# Introducing spaCy For NLP
> This spaCy tutorial explains and applies the introduction to spaCy and features of spaCy for NLP based on the [spaCy 101](https://spacy.io/usage/spacy-101).
- toc: true 
- badges: true
- comments: true
- author: Zeyu Guan
- categories: [spaCy, Python, Machine Learning, Data Mining, NLP, RandomForest]
- annotations: true
- image: https://spacy.io/static/social_default-1d3b50b1eba4c2b06244425ff0c49570.jpg
- hide: false

## First, what is spacy?
spaCy is a free, open-source library for advanced Natural Language Processing (NLP) in Python that allows you to perform extensive natural language processing analysis and develop models that may be used to support document analysis, chatbot capabilities, and other types of text analysis.

It's become one of the most extensively used natural language libraries in Python for corporate use cases, and it has a sizable community—and with it, a lot of support for commercializing research breakthroughs as this field evolves rapidly.

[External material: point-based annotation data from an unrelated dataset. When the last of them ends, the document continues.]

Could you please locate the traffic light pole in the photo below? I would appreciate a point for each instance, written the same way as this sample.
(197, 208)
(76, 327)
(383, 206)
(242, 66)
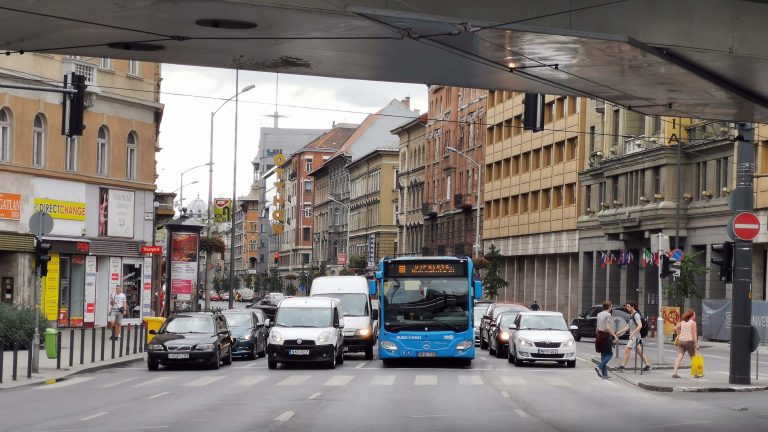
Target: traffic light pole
(742, 200)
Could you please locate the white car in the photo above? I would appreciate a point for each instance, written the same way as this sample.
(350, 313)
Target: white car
(541, 336)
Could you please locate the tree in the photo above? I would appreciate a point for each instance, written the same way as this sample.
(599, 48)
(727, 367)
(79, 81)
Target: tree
(685, 286)
(493, 282)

After downloading a list of packages, we can load spaCy and run some code like below. That nlp variable, which is loaded with the en_core_web_sm small model for English.

In [None]:
import spacy
nlp = spacy.load('en_core_web_sm')

Next, let's run a small "document" through the natural language parser:

In [None]:
# Create an nlp object
doc = nlp("He went to play basketball")

In [None]:
nlp.pipe_names
nlp.disable_pipes('tagger', 'parser')
nlp.pipe_names

### 1. Part-of-Speech (POS) Tagging using spaCy

In [None]:
# Iterate over the tokens
for token in doc:
    # Print the token and its part-of-speech tag
    print(token.text, "-->", token.pos_)

### 2. Dependency Parsing using spaCy

In [None]:
# dependency parsing
for token in doc:
    print(token.text, "-->", token.dep_)

### 3. Named Entity Recognition using spaCy

In [None]:
doc = nlp("Today is March 21, and Chris has already spent a few hours on this project in the United States.")
 
for ent in doc.ents:
    print(ent.text, ent.label_)

### 4. Rule-Based Matching using spaCy

In [None]:
from spacy.matcher import Matcher
nlp = spacy.load("en_core_web_sm")

# Initialize the matcher with the spaCy vocabulary
matcher = Matcher(nlp.vocab)

doc = nlp("Some people start their day with lemon water")

# Define rule
pattern = [{'TEXT': 'lemon'}, {'TEXT': 'water'}]

# Add rule
matcher.add('rule_1',[pattern])

print(matcher(doc))

matches = matcher(doc)
matches

# Extract matched text
for match_id, start, end in matches:
    # Get the matched span
    matched_span = doc[start:end]
    print(matched_span.text)

In [None]:
doc1 = nlp("You read this book")
doc2 = nlp("I will book my ticket")

#Text and POS are required
pattern = [{'TEXT': 'book', 'POS': 'NOUN'}]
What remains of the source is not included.